AES details its new focus on four primary "Clean Energy Growth Platforms." These platforms, which are intended to move the company toward decarbonization, are:
-
Continued growth of renewables such as wind and solar.
-
Exchanging less carbon-intensive Liquified Natural Gas (LNG) for oil-fired & diesel assets.
-
Deployment of energy storage to build grid reliability and flexibility.
-
Investment and promotion of energy efficiency.
AES also outlines a shift in investment away from coal and toward renewable energy assets, with its CEO emphasizing that "We are even more pleased to see that the results show our actions make us a more resilient company across various climate scenarios."
Importantly, in light of the ever-more-favorable economics of renewable energy, it is reasonable to anticipate that the company's planned reliance on LNG will be less than what the company envisioned in its report.
Meanwhile, late last year, Xcel Energy disclosed its long-range GHG reduction plans, announcing a bold new commitment to provide 100% carbon-free electricity to its customers by 2050 and achieve an 80% reduction by 2030. Xcel thus became the first major U.S.-based power company to commit to carbon-free electricity across its entire service territory and raised the bar for climate ambition across the sector.
Investors driving action
These disclosures and commitments are often in response to investors' explicit requests.

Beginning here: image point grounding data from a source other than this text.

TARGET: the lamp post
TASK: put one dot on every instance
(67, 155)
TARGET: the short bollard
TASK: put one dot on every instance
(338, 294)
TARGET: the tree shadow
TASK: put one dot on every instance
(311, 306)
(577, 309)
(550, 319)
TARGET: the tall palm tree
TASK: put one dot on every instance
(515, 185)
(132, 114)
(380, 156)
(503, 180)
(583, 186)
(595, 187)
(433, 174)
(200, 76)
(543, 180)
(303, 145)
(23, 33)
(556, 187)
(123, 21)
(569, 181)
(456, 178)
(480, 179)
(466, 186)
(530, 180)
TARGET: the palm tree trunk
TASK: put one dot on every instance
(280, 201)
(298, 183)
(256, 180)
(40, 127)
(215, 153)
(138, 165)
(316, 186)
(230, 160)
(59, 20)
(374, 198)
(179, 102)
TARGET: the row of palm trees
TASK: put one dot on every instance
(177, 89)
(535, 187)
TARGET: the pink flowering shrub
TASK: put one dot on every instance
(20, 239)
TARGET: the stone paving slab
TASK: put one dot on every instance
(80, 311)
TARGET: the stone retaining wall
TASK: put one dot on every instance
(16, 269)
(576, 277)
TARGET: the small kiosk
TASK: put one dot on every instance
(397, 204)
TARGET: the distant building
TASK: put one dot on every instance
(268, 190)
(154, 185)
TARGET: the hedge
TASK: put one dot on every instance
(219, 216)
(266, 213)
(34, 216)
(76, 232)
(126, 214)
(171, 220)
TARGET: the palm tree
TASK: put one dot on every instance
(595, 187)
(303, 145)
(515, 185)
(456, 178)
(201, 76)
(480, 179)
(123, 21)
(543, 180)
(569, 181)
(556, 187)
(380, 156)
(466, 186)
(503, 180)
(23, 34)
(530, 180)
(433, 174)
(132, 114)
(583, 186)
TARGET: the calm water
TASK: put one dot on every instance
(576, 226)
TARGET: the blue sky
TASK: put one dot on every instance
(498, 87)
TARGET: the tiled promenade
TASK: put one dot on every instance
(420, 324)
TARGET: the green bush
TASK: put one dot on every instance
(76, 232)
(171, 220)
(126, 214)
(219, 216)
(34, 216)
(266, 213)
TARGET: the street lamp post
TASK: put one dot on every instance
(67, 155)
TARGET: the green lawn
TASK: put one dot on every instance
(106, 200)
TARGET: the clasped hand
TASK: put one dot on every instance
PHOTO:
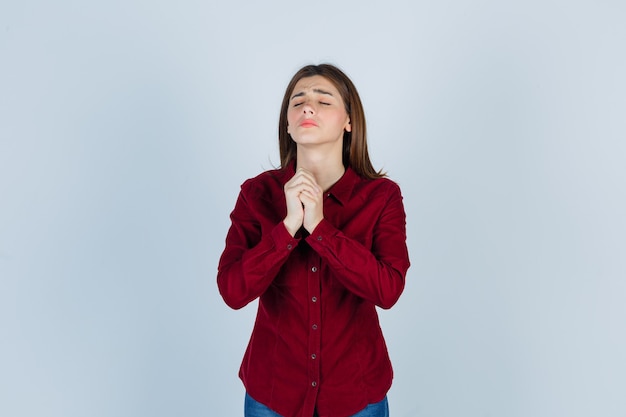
(305, 202)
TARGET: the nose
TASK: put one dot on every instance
(307, 108)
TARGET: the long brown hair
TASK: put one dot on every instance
(355, 153)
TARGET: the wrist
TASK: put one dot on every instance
(291, 227)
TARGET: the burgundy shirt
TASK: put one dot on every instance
(316, 342)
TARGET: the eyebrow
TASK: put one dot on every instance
(315, 90)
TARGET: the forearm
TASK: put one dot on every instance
(245, 273)
(378, 278)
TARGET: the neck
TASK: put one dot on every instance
(326, 168)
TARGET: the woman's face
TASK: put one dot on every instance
(316, 113)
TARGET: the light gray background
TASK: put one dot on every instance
(126, 128)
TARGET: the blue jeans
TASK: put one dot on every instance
(253, 408)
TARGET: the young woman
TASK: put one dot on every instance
(321, 242)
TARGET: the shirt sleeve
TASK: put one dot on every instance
(251, 259)
(377, 275)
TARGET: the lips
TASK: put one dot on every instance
(308, 123)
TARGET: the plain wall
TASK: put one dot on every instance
(126, 128)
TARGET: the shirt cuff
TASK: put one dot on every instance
(283, 239)
(322, 231)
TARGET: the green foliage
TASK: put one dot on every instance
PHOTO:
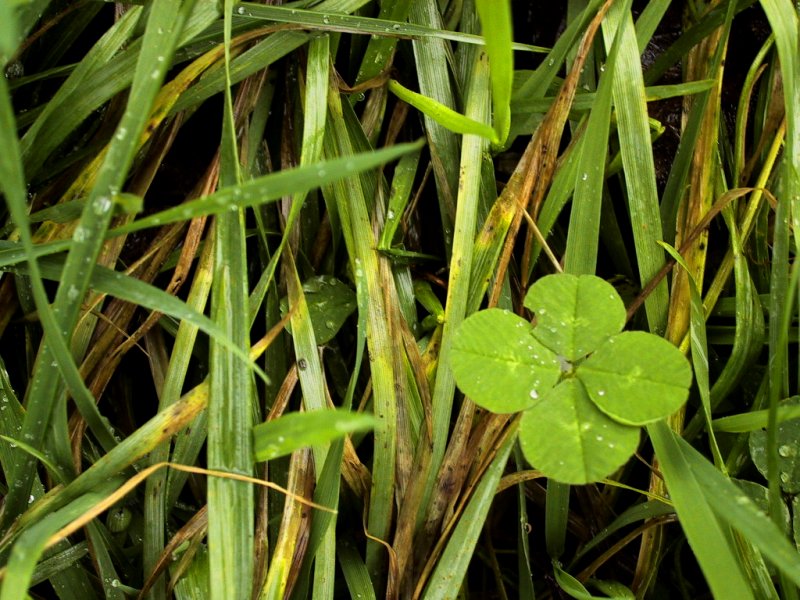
(256, 238)
(584, 386)
(299, 430)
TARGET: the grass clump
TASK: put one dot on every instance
(246, 255)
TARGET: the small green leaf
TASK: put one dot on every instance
(300, 430)
(445, 116)
(575, 314)
(330, 302)
(788, 451)
(568, 439)
(499, 364)
(637, 378)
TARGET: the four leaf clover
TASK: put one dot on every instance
(585, 386)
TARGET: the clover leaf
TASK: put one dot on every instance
(566, 435)
(636, 378)
(575, 315)
(585, 385)
(497, 346)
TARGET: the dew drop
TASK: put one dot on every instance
(102, 205)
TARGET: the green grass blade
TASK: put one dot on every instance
(741, 513)
(231, 395)
(451, 567)
(458, 288)
(711, 543)
(29, 546)
(272, 187)
(432, 58)
(496, 22)
(584, 223)
(334, 21)
(447, 118)
(637, 157)
(785, 23)
(351, 204)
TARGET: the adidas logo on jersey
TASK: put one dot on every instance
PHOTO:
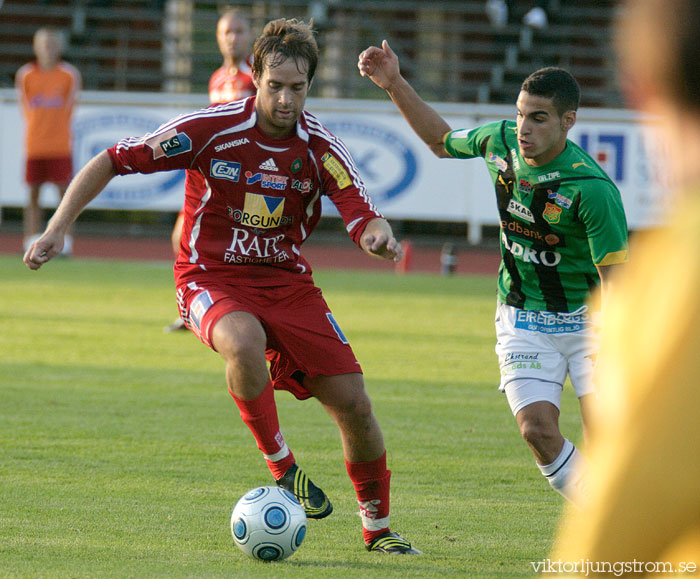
(269, 165)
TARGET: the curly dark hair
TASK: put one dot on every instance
(556, 84)
(282, 39)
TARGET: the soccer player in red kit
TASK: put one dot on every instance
(256, 170)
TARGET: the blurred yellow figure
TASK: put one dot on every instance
(643, 515)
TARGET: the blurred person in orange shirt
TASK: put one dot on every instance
(233, 80)
(47, 90)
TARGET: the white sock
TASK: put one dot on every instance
(565, 474)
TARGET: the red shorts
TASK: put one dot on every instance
(58, 171)
(303, 338)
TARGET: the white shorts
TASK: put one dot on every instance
(536, 351)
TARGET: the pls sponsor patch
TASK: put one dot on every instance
(169, 144)
(335, 168)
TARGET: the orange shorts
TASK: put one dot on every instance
(303, 338)
(58, 171)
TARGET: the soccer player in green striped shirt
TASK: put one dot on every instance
(563, 231)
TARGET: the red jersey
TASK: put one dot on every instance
(250, 200)
(226, 86)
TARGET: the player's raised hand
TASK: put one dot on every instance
(43, 249)
(378, 240)
(381, 65)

As Mark Carney, the Governor of the Bank of England recently explained, financial firms with nearly $110 trillion in assets under management now support the standards put forth by the TCFD and "...there has been a step change in the demand and supply of climate reporting."

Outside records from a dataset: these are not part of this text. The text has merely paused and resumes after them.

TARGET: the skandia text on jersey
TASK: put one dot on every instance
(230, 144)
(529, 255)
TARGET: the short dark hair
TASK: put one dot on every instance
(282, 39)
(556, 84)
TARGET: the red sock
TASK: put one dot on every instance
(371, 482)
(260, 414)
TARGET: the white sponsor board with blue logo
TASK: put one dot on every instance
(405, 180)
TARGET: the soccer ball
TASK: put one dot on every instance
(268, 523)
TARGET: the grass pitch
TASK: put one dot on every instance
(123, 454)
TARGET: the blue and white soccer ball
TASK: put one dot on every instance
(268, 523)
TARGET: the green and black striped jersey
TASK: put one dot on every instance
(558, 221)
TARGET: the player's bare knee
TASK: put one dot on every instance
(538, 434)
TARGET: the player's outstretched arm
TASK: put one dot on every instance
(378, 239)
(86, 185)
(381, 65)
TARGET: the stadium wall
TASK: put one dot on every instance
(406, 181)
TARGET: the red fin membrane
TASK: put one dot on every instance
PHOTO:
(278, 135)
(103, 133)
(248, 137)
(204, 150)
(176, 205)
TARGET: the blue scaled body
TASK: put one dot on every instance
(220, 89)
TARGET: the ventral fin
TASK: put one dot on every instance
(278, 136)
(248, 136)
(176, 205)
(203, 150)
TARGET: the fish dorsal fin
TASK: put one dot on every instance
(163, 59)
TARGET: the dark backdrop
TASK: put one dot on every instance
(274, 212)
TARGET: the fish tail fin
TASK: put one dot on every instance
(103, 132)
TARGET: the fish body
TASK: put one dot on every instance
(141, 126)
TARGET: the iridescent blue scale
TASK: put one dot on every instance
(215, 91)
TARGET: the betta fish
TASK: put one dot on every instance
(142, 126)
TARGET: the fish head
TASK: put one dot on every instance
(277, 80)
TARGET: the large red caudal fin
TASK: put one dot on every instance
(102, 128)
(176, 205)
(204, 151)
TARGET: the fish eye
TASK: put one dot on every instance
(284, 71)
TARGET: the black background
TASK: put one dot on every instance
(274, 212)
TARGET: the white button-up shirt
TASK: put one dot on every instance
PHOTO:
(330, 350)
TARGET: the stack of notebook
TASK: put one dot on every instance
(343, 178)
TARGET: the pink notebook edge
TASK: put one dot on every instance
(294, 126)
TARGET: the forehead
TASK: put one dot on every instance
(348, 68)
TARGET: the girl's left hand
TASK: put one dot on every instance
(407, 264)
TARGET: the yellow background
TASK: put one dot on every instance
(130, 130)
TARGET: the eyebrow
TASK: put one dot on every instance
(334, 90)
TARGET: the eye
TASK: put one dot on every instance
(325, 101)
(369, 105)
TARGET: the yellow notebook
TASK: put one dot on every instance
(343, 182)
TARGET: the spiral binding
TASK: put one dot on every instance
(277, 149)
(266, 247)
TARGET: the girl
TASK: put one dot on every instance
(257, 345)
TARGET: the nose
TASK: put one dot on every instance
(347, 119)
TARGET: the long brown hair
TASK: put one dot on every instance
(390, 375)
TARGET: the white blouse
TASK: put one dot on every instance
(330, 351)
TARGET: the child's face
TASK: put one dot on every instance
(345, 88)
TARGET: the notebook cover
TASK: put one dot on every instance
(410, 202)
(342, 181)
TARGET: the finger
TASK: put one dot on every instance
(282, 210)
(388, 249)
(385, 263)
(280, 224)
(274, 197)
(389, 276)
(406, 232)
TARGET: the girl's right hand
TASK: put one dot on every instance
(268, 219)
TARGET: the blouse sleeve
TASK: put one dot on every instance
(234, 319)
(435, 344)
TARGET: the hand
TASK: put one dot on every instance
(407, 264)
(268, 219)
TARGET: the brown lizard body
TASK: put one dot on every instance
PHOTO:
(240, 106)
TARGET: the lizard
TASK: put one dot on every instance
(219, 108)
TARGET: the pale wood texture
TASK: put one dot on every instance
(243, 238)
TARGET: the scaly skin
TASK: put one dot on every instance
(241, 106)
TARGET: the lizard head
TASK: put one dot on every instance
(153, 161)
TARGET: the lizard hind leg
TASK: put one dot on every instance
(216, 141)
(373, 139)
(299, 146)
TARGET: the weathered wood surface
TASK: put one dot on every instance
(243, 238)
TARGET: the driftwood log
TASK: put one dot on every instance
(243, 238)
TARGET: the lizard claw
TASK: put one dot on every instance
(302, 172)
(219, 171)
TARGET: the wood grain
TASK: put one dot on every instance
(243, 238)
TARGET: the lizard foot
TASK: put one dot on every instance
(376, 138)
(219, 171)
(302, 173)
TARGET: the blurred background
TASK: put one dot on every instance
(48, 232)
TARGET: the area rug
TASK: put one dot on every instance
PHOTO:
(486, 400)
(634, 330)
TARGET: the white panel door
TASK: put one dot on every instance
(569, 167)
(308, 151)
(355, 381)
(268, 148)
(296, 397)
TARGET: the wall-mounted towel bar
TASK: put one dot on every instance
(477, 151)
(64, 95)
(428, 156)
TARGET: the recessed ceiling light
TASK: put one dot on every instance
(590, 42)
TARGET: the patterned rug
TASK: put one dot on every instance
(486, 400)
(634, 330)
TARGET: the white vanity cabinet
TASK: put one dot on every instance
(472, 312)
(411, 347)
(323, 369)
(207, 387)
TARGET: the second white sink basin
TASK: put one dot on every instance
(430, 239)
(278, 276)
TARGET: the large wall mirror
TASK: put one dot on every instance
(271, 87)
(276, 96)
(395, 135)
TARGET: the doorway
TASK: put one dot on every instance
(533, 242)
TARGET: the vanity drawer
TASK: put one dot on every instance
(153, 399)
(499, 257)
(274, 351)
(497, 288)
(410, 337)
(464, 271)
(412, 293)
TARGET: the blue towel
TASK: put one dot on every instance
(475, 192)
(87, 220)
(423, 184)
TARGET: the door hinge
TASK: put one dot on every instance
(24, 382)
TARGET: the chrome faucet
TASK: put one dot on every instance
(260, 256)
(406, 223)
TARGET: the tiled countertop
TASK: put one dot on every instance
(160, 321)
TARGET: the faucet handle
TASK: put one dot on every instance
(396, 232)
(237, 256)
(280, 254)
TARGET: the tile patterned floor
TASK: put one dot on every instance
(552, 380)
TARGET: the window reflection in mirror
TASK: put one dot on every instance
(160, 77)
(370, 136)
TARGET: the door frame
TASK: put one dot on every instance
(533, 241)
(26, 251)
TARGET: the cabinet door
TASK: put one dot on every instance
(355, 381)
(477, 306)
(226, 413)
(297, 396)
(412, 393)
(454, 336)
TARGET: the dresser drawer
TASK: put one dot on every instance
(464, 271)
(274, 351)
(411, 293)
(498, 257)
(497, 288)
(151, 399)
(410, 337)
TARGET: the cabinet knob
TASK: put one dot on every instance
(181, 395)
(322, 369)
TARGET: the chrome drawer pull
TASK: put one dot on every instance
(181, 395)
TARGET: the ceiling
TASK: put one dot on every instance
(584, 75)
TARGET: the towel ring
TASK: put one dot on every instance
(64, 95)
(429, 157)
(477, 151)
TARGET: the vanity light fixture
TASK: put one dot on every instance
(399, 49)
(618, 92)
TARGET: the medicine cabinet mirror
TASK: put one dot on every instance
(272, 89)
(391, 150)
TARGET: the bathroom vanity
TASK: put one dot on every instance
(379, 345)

One key aspect of all this transformation is the role that shareholders have played to encourage action.
Investors are increasingly focused on the material financial implications of climate change and recognize that if companies make investments that are not prudent over a long time horizon, the risk of stranded assets and potential write-downs increases.
As AEP Executive Vice President and Chief Financial Officer Brian X. Tierney aptly noted, "As the demand for climate-related disclosure continues to grow among investors, so does the need to provide accurate and consistent data that is relevant for AEP and our industry."
While we have witnessed demonstrable progress, and recent U.S. power company commitments are encouraging, the sector still has a long way to go.
Many companies have neither set goals nor shown the necessary level of ambition. This coming year will require a continued ratcheting-up of commitments, and will challenge companies in the sector to display increased ambition and a commitment to finding innovative ways to lead on climate.
They will be nudged along by Ceres' Commit to Climate initiative, as well as by voices like the Climate Majority Project — who recently launched an investor-led "Net-Zero by 2050" effort urging other power companies to follow Xcel's lead.
Investors will pay close attention to this year's Annual General Meeting season, looking for indications of improved clean energy transition planning, enhanced climate scenario analyses and accountability around achieving these goals — such as via executive compensation plans tied to achieving them.
These investors understand, as do many consumers, employees, regulators, and lawmakers, that increasing the pace and scale of this transformation is paramount to the sector's — and the economy's — long-term success.